In 1942, two nations switch sides—and World War II takes a horrifying new course.

In the real world, England and France allowed Adolf Hitler to gobble up the Sudetenland in 1938. Once Hitler finished dismembering Czechoslovakia, he was ready to go to war over Poland a year later. But Hitler had always been eager to seize Czechoslovakia, no matter the consequences. So what if England and France had stood up to the Nazis from the start, and not eleven months later? That is the question behind the War That Came Early series.

Four years later, the civil war in Spain drags on, even after General Franco’s death. The United States, still neutral in Europe, fights the Japanese in the Pacific. Russia and Germany go toe-to-toe in Eastern Europe—yet while Hitler stares east, not everything behind him is going as well as he would like. But nothing feeds ingenuity like the fear of losing. The Germans wheel out new tanks and planes, Japan deploys weapons of a very different sort against China, and the United States, England, and France do what they can to strengthen themselves against imminent danger.

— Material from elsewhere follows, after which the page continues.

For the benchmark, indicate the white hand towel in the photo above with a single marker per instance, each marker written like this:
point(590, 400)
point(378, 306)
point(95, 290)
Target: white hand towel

Seen through the eyes of ordinary citizens caught in the maelstrom, this is a you-are-there chronicle of battle on land and sea and in the air. Here are terrifying bombing raids that shatter homes, businesses, and the rule of law. Here are commanders issuing orders that, once given, cannot be taken back. And here are the seeds of rebellion sown in blood-soaked soil.

In a war in which sides are switched and allies trust one another only slightly more than they trust their mortal enemies, Nazi Germany has yet to send its Jews to death camps, and dangerous new nationalist powers arise in Eastern Europe. From thrilling submarine battles to the horror of men fighting men and machines all through Europe, Two Fronts captures every aspect of a brilliantly reimagined conflict: the strategic, the political, and the personal force of leaders bending nations to their wills.